The Swiss Federal Office of Transport (BAV) has published its progress report on the railway development programmes. It presents updates about important Swiss railway infrastructure projects.
They are: the New Rail Link through the Alps (NRLA, Neue Eisenbahn-Alpentransversale – NEAT), high-speed rail links, the Future Development of the Railway Infrastructure (ZEB) programme, the 4-metre corridor and the Development Phase 2025 (Ausbauschritt 2025). The report also provides insights into the status of works relating to noise reduction, the introduction of the European Train Control System ETCS and major projects such as CEVA and the new Albula Tunnel.
All of these programmes are making good progress.
By expanding the rail network, Switzerland can introduce additional train services step-by-step. The most significant improvements took place last year as part of the 4th partial expansion of the S-Bahn Zurich and the first stage of the Léman Express in the Geneva region. It was the infrastructure developments within the ZEB programme and the construction of CEVA in Geneva that largely made these successes possible.

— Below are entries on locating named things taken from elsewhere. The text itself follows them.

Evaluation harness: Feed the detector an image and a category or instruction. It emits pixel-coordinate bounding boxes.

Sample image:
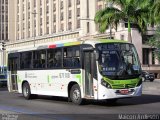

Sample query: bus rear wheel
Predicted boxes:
[70,84,83,105]
[22,82,31,100]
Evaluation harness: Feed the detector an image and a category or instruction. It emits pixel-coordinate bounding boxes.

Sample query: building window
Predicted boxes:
[46,0,49,4]
[120,35,124,40]
[40,0,42,5]
[61,23,64,31]
[28,2,31,9]
[61,1,63,9]
[53,3,56,12]
[28,30,30,37]
[28,22,31,28]
[28,12,30,19]
[68,22,72,30]
[34,0,36,7]
[23,23,25,30]
[68,0,72,7]
[40,18,42,25]
[46,6,49,14]
[17,6,19,13]
[68,10,72,19]
[53,14,56,22]
[53,25,56,33]
[77,20,80,28]
[34,20,36,27]
[46,16,49,24]
[77,0,80,5]
[60,12,63,21]
[98,5,102,10]
[40,28,43,35]
[40,8,42,15]
[77,8,80,17]
[46,26,49,34]
[143,48,149,65]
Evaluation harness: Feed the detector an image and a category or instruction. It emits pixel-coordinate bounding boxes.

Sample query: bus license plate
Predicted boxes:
[120,89,129,94]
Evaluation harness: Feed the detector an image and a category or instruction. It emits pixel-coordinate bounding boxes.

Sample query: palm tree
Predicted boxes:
[95,0,151,42]
[152,0,160,25]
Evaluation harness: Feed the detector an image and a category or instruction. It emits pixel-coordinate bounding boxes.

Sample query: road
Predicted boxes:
[0,80,160,120]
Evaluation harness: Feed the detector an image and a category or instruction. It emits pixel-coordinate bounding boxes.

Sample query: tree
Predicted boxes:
[152,0,160,24]
[147,26,160,61]
[95,0,152,42]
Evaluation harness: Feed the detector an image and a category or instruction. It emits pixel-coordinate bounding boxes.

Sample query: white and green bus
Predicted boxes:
[8,39,142,104]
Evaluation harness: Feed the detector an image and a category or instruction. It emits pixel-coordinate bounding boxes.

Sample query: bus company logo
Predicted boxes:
[25,72,27,78]
[25,72,37,78]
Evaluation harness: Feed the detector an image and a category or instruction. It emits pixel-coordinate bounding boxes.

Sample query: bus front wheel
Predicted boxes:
[70,84,83,105]
[22,82,31,100]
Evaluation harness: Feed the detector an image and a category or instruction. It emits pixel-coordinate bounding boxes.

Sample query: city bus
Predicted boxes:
[8,39,142,104]
[0,66,7,87]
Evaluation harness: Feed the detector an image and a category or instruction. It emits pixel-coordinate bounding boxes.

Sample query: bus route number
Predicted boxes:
[59,73,70,78]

It is also thanks to the ZEB programme that double-decker trains can now run on the main line through the Valais canton (Lausanne-Martigny-Brig). Since the new timetable came into effect in December, the reinstatement of the Delle-Belfort line as part of the programme to connect more places to the high-speed network has benefited Swiss passengers in that they have now got direct connections to the TGVs in Belfort-Montbéliard.

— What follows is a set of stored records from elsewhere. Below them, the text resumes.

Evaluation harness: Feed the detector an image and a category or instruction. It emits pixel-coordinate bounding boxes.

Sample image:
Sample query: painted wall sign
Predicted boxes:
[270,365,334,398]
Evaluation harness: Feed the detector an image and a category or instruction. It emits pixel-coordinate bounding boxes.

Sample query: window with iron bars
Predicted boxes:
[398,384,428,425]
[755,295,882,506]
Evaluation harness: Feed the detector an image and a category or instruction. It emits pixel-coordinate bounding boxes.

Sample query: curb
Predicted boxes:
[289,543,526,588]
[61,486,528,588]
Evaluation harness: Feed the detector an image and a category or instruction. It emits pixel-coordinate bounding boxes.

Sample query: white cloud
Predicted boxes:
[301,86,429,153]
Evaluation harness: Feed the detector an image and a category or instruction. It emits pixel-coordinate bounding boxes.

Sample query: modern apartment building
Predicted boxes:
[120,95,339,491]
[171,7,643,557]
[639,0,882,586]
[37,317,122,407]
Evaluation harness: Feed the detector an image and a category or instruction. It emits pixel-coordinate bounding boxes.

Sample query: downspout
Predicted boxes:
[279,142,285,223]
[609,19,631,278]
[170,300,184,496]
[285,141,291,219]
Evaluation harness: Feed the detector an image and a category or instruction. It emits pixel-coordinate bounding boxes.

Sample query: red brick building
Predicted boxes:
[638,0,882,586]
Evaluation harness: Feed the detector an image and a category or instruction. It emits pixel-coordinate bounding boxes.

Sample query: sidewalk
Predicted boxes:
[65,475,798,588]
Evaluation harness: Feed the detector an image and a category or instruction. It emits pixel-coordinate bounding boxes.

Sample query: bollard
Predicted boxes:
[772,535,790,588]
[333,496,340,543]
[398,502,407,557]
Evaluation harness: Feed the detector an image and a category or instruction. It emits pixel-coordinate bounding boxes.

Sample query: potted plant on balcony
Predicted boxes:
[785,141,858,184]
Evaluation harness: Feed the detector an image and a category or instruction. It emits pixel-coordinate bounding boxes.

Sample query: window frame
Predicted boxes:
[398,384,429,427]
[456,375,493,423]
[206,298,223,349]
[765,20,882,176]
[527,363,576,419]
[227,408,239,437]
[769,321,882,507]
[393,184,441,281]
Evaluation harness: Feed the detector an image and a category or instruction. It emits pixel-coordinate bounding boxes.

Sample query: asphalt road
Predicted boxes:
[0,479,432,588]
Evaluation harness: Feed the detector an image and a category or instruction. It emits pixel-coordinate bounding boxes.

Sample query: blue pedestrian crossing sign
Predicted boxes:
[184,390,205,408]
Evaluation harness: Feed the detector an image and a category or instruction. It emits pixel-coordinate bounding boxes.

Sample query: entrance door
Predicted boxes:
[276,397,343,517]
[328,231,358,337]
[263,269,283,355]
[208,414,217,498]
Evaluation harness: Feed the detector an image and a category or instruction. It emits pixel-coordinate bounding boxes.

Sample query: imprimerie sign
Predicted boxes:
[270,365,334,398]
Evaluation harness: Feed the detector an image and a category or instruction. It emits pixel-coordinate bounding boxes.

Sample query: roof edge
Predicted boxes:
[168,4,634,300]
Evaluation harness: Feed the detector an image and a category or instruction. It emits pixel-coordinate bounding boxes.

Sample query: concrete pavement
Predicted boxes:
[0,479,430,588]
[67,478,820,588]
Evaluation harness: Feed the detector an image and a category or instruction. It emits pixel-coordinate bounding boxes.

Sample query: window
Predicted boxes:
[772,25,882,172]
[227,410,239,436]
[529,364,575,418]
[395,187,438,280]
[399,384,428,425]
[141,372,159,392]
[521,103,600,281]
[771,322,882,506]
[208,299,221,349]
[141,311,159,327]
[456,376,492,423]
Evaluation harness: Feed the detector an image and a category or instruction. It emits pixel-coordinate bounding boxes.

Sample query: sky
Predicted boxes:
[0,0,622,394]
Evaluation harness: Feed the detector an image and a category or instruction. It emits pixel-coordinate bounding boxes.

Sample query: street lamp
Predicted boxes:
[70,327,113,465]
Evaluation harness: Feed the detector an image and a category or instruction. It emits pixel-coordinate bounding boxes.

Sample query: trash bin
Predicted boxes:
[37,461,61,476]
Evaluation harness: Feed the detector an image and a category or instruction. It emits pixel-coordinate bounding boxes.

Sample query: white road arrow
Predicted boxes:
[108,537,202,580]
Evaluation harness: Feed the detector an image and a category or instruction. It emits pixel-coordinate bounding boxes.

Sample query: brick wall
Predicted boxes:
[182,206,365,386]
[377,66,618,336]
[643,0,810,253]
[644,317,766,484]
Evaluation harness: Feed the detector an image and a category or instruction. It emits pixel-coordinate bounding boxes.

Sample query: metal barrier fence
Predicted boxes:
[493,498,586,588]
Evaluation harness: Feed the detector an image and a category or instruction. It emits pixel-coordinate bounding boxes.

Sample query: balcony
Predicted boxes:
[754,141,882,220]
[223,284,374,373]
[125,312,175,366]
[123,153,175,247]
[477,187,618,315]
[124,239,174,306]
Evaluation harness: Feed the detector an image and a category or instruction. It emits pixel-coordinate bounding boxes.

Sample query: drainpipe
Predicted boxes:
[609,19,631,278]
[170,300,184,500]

The key construction progress of 2018 was the break-through of the Eppenberg Tunnel between Aarau and Olten. This project is funded by the Future Development of the Railway Infrastructure programme.
There was progress within the other programmes as well. For example, the guarantees and final works had to be put in place for the Gotthard Base Tunnel in order to fully finish the tunnel and the connections to the main line in line with the Swiss government’s requirements. These works also mean that full service levels are now possible.
The New Rail Link through the Alps is a major infrastructure project. It consists of three new base tunnels through the Alps as well as the development of access lines. This will provide better connections between northern and southern Switzerland. It will also connect the country more closely to the rest of Europe. The Lötschberg Base Tunnel has been open since 2007. The Gotthard Base Tunnel opened in 2016. At 57km it is the longest railway tunnel in the world. In 2020 the NRLA will be complete, when the Ceneri Base Tunnel opens. For passengers the NRLA will shorten travel times between the north and south by around one hour. For freight, the new rail link encourages a modal shift away from road.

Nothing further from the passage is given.